The casting nuance is in the ensemble. The women are showgirls, uniformly shapely and leggy; we expect that they can tap up a storm. But the men aren’t shaped like muscled chorus boys; they’re a motley assortment of unshapely body types - some rail skinny, some rather plumpish. But therein is casting genius. These cowboys, whom we never expect can dance, answer the call of the footlights. Out of this male chorus, come cartwheels, splits, high kicks and other stunning acts of athletic grace and acrobatics. Oh yeah, they tap real good, too.

Sharon Playhouse loyalist Sarah Combs (involved from years at Carvel’s warehouse in Pine Plains) directs most assuredly, letting the dance define the pacing of the show and letting Gershwin’s score shine as it’s supposed to. Orchestrations from the seven-piece band smartly accentuate trumpet and trombone for that old-fashioned Broadway show sound. Managing director Robert Levinstein and artistic director Alan M-J Wager have gone beyond anything they’ve mounted before in eye-popping costumes and impressive scenery. By rough estimate, there are well over a hundred costume changes - everything from cowboy longjohns to Follies ostrich plumage. The scenic design is a tad over scaled; additional musical arrangements and downstage action smooth over ambitious scene transitions.

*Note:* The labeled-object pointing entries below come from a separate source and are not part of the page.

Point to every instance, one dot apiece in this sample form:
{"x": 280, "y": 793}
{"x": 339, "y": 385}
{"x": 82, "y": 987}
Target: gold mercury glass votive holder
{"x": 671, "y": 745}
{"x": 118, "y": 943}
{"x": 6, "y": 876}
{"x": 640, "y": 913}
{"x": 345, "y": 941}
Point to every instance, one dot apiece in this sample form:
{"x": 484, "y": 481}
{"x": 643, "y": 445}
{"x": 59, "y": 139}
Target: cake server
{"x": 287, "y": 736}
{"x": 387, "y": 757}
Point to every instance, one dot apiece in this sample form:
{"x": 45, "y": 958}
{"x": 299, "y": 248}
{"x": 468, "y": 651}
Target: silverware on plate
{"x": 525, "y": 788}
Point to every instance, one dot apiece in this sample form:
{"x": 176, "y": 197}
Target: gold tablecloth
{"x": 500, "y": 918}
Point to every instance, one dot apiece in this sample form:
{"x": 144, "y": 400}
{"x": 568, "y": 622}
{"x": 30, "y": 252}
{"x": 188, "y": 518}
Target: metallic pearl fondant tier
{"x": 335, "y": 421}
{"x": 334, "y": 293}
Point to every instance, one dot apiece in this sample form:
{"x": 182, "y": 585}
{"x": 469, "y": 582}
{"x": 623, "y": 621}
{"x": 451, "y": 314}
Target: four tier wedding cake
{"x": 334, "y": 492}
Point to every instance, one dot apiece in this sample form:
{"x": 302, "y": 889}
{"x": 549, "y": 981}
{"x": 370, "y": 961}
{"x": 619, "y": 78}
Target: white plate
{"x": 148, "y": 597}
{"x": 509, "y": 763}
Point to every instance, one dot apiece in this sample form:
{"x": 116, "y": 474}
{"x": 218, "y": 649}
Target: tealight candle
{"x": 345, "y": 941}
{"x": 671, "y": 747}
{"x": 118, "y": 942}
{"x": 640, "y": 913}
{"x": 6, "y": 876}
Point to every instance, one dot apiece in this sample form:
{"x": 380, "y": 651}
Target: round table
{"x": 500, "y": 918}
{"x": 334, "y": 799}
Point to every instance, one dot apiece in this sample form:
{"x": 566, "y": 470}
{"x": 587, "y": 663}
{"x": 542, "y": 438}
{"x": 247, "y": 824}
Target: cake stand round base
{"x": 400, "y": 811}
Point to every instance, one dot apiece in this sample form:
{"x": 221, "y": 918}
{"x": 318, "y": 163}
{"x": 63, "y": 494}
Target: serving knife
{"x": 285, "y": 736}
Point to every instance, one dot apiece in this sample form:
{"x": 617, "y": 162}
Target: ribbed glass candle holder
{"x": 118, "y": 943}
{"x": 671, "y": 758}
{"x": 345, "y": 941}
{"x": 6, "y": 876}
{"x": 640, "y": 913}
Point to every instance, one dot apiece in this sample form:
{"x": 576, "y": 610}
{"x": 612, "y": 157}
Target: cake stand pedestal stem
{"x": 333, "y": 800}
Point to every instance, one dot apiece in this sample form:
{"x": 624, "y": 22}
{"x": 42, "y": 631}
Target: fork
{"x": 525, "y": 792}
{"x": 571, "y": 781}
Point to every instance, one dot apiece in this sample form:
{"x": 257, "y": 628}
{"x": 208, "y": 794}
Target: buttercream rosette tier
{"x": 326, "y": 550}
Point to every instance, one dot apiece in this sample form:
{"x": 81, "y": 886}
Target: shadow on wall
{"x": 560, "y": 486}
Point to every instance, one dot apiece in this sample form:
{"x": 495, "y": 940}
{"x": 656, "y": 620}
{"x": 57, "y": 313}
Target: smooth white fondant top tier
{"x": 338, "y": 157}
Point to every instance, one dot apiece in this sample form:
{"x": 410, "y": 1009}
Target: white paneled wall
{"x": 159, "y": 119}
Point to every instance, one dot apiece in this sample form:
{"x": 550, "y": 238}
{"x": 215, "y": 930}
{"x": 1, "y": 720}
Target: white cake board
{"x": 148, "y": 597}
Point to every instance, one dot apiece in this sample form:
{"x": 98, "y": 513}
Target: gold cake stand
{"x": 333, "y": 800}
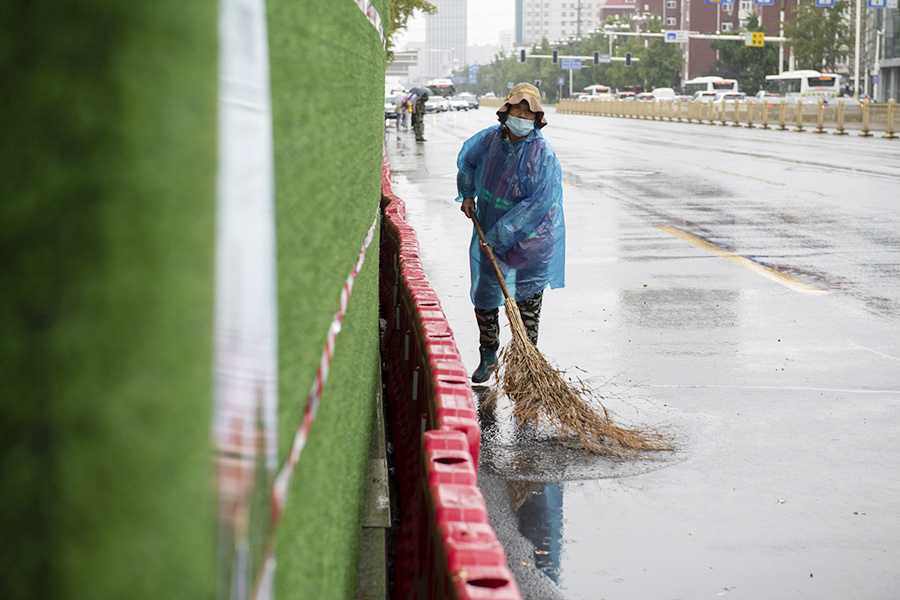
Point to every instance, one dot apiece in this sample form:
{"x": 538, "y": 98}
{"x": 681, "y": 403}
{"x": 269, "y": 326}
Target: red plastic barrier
{"x": 476, "y": 582}
{"x": 445, "y": 548}
{"x": 471, "y": 544}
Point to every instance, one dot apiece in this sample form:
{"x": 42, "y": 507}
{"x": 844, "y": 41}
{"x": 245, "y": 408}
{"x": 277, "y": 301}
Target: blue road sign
{"x": 473, "y": 73}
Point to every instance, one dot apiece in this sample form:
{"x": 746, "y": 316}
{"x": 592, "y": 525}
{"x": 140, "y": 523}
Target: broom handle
{"x": 490, "y": 252}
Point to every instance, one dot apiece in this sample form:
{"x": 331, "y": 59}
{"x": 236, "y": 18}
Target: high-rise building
{"x": 445, "y": 38}
{"x": 555, "y": 20}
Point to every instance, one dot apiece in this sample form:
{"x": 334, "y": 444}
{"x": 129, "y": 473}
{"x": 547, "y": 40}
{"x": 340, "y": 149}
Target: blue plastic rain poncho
{"x": 518, "y": 187}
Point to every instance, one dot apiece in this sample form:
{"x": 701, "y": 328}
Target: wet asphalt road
{"x": 741, "y": 289}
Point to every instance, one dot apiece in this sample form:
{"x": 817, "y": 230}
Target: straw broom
{"x": 542, "y": 396}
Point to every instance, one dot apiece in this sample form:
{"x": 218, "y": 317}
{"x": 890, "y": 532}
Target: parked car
{"x": 767, "y": 98}
{"x": 663, "y": 94}
{"x": 437, "y": 104}
{"x": 472, "y": 99}
{"x": 458, "y": 103}
{"x": 730, "y": 98}
{"x": 850, "y": 103}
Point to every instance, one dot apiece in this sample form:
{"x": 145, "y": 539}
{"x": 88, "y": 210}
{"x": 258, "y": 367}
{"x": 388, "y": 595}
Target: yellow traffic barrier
{"x": 890, "y": 128}
{"x": 867, "y": 109}
{"x": 820, "y": 117}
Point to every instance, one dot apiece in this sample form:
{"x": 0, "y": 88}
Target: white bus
{"x": 711, "y": 83}
{"x": 796, "y": 84}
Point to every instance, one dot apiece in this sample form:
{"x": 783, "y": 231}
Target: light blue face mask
{"x": 519, "y": 127}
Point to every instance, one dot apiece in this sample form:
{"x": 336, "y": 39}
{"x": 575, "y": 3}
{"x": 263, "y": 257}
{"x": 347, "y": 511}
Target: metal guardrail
{"x": 800, "y": 117}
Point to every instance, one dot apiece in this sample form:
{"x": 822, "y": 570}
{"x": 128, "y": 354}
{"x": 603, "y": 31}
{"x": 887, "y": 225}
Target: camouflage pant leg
{"x": 488, "y": 328}
{"x": 419, "y": 126}
{"x": 530, "y": 309}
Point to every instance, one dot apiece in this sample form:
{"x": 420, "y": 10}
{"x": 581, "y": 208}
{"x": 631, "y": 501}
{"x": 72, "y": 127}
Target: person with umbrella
{"x": 420, "y": 96}
{"x": 404, "y": 110}
{"x": 516, "y": 178}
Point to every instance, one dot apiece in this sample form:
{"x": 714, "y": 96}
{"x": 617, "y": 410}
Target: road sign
{"x": 754, "y": 38}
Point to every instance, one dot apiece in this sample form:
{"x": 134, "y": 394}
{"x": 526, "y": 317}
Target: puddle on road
{"x": 530, "y": 454}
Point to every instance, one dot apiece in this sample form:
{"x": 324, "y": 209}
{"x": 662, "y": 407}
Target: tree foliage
{"x": 401, "y": 11}
{"x": 821, "y": 37}
{"x": 747, "y": 64}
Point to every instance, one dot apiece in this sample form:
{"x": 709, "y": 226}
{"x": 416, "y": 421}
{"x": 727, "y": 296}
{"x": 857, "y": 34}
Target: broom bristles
{"x": 542, "y": 396}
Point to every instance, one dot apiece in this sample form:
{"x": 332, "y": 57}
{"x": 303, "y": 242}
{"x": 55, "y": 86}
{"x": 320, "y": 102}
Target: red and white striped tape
{"x": 283, "y": 480}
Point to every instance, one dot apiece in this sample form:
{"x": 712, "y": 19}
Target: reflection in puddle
{"x": 538, "y": 510}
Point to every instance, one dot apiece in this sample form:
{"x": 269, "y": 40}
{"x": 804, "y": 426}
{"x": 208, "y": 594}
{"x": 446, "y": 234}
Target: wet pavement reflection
{"x": 784, "y": 406}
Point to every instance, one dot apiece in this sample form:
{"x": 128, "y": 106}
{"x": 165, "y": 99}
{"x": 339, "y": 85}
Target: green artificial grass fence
{"x": 328, "y": 149}
{"x": 107, "y": 230}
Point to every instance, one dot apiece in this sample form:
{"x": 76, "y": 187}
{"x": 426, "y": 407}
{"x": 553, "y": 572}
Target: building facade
{"x": 886, "y": 86}
{"x": 555, "y": 20}
{"x": 445, "y": 38}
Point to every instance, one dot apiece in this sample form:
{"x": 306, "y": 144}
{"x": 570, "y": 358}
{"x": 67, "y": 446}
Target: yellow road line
{"x": 785, "y": 280}
{"x": 744, "y": 176}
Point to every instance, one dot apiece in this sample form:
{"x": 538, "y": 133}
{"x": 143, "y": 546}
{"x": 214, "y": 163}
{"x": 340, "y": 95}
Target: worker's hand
{"x": 468, "y": 207}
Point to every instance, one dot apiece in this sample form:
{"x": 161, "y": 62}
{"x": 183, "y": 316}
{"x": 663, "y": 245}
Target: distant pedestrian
{"x": 421, "y": 95}
{"x": 404, "y": 110}
{"x": 513, "y": 173}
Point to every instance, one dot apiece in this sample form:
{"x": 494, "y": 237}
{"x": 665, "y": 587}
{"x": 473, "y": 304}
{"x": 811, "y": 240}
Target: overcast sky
{"x": 487, "y": 18}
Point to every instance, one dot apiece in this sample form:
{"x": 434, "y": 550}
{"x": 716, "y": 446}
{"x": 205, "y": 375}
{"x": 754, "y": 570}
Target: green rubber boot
{"x": 487, "y": 367}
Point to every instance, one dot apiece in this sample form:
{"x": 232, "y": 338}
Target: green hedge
{"x": 327, "y": 90}
{"x": 107, "y": 237}
{"x": 106, "y": 306}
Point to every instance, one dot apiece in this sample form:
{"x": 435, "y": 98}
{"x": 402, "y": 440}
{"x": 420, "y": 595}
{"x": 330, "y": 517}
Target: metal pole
{"x": 781, "y": 44}
{"x": 856, "y": 60}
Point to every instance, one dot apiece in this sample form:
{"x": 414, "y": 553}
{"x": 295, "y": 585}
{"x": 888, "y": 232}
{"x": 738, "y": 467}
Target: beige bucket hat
{"x": 528, "y": 93}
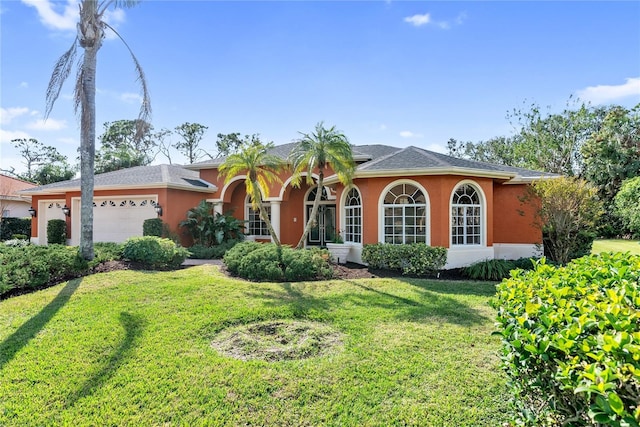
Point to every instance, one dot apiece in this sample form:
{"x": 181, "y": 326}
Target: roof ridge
{"x": 381, "y": 158}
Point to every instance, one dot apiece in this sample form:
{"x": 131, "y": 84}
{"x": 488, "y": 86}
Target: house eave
{"x": 333, "y": 179}
{"x": 63, "y": 190}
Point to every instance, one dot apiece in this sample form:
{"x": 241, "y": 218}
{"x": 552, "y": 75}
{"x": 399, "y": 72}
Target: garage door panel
{"x": 117, "y": 219}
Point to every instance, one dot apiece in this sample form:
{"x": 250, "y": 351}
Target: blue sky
{"x": 389, "y": 72}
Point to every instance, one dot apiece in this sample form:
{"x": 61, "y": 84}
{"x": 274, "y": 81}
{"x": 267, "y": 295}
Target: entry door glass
{"x": 325, "y": 228}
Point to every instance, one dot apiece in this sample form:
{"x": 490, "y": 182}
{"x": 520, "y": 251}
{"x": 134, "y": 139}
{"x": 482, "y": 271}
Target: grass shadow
{"x": 429, "y": 302}
{"x": 25, "y": 333}
{"x": 133, "y": 326}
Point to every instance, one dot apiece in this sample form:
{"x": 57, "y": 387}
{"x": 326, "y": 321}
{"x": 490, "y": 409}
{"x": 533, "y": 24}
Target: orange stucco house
{"x": 398, "y": 195}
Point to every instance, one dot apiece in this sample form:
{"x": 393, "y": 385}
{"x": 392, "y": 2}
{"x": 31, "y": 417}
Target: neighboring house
{"x": 12, "y": 203}
{"x": 398, "y": 195}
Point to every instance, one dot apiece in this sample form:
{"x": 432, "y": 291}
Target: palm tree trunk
{"x": 314, "y": 211}
{"x": 90, "y": 38}
{"x": 263, "y": 214}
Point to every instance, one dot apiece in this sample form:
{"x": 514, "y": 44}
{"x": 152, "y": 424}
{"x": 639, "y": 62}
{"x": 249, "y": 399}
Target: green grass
{"x": 614, "y": 245}
{"x": 134, "y": 348}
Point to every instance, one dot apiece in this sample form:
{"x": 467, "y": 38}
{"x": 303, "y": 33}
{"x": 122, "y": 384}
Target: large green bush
{"x": 9, "y": 227}
{"x": 571, "y": 341}
{"x": 57, "y": 231}
{"x": 152, "y": 227}
{"x": 268, "y": 262}
{"x": 627, "y": 204}
{"x": 154, "y": 252}
{"x": 32, "y": 266}
{"x": 415, "y": 259}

When CRAZY FOR YOU opened on Broadway 27 years ago, Frank Rich, The New York Times drama critic, observed, “When future historians try to find the exact moment at which Broadway finally rose up to grab the musical back from the British, they just may conclude that the revolution began .. with a riotously entertaining show called ‘Crazy For You’ (that) uncorked the American musical’s classic blend of music, laughter, dancing, sentiment and showmanship with a freshness and confidence rarely seen during the ‘Cats’ decade.”

For those of us who have observed Sharon Playhouse’s up and downs (more than 60 years -1955 was the first year in the Sharon barn), it can be said that CRAZY FOR YOU is Sharon Playhouse’s moment - here for good and at the top of its game at that.